Chen applauds my cycling, but says even opting for a train instead of a bus is much more environmentally friendly. He also advises me that if I need to travel by plane, I should choose an economy seat instead of first class, which emits “five or six times more emissions”. It’s nice he thinks first class is within my budget.

1pm

I enter the office with my hair unbrushed and my mind clear like a pond. I am a journalist on a work day and I haven’t checked emails or the news. Unfortunately, to get in I have to use my plastic pass and take the lift.

The whole building is a petrochemical minefield: computer monitors and keyboards and plastic pens. I use a wooden stool in place of my office chair and avoid the screens, asking my colleague every so often for the time.

Composite image of Caitlin on bicycle and helmet
Cycling, even wearing a synthetic helmet, wins approval from Chen.

I am writing my article hunched over my stool with a charcoal pencil and recycled paper, and it doesn’t take long for my hands to blister and ache. One of my editors says I should have walked or ridden a penny farthing to work.

This experiment is meant to be as close as possible to reality, though, and I don’t have infinite time to stroll the streets of Sydney like a member of the nobility.

5pm

I cycle home via the library, where I plan to do some fact-gathering on petrochemicals like in the olden days (pre-2000). Sadly, not using my phone means I have no idea it is closed.

I get home as the sun is setting and tend to my plants for a while.
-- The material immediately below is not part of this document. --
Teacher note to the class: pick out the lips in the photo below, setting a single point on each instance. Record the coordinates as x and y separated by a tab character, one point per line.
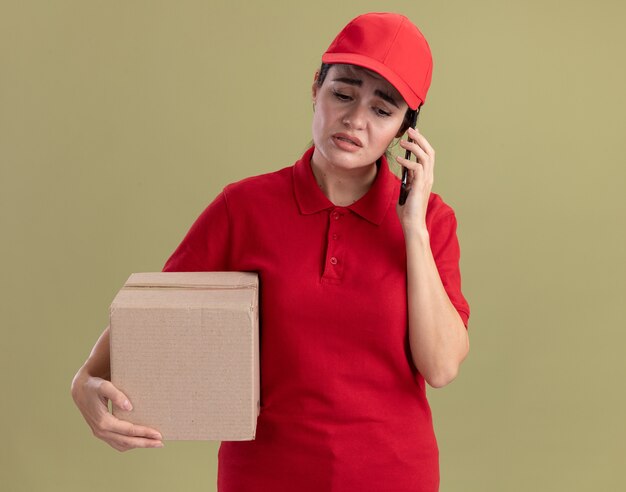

Before dinner, I would usually mindlessly watch television but instead I lay a cotton cloth on the floor and enjoy an 1897 edition of Jane Eyre lent by a colleague.

I have hundreds of books but didn’t realise most paperbacks made after 1900 use adhesives and plastic laminate, unlike the good old days of animal-based glue and wheat starch paste.

7pm

Dinner is puttanesca pasta on the floor with tuna fillets in paper packaging, produce from the farmers’ market and pasta, also encased in paper. The room is lit up by beeswax candlelight, and it feels both cozy and impractical. By the end of the day, I haven’t put anything in my waste bin, haven’t checked a single phone notification and I’m tired like a baby.

Books, beeswax and a very good boy.
Books, beeswax and a very good boy.

I feel scarily dependent on our global economy and disgusted by all the things we consume. It’s not just about plastic waste. According to the UN, in 2019, plastics generated 1.8bn tonnes of greenhouse gas emissions which is 3.4% of total global emissions. I couldn’t even last a day without it.

I could sleep under the stars, but instead I lay my head on my synthetic memory foam pillow and drift asleep to the sounds of passing planes and traffic.

Not all hope is lost, though. Chen says my dependence on petrochemicals isn’t necessarily a bad thing.

“In the next five or 10 years’ time, there will be a dramatic shift of how the world is using petrochemical products,” he says. “We can see the shift, which is a shift to a more electrical-powered solutions, EVs, trains, and maybe in the future airplanes.

“Because electricity, you cannot just generate from the petrochemical, you can also generate from solar, from wind, from many, many renewable sources.”

I just have to avoid first class air fares.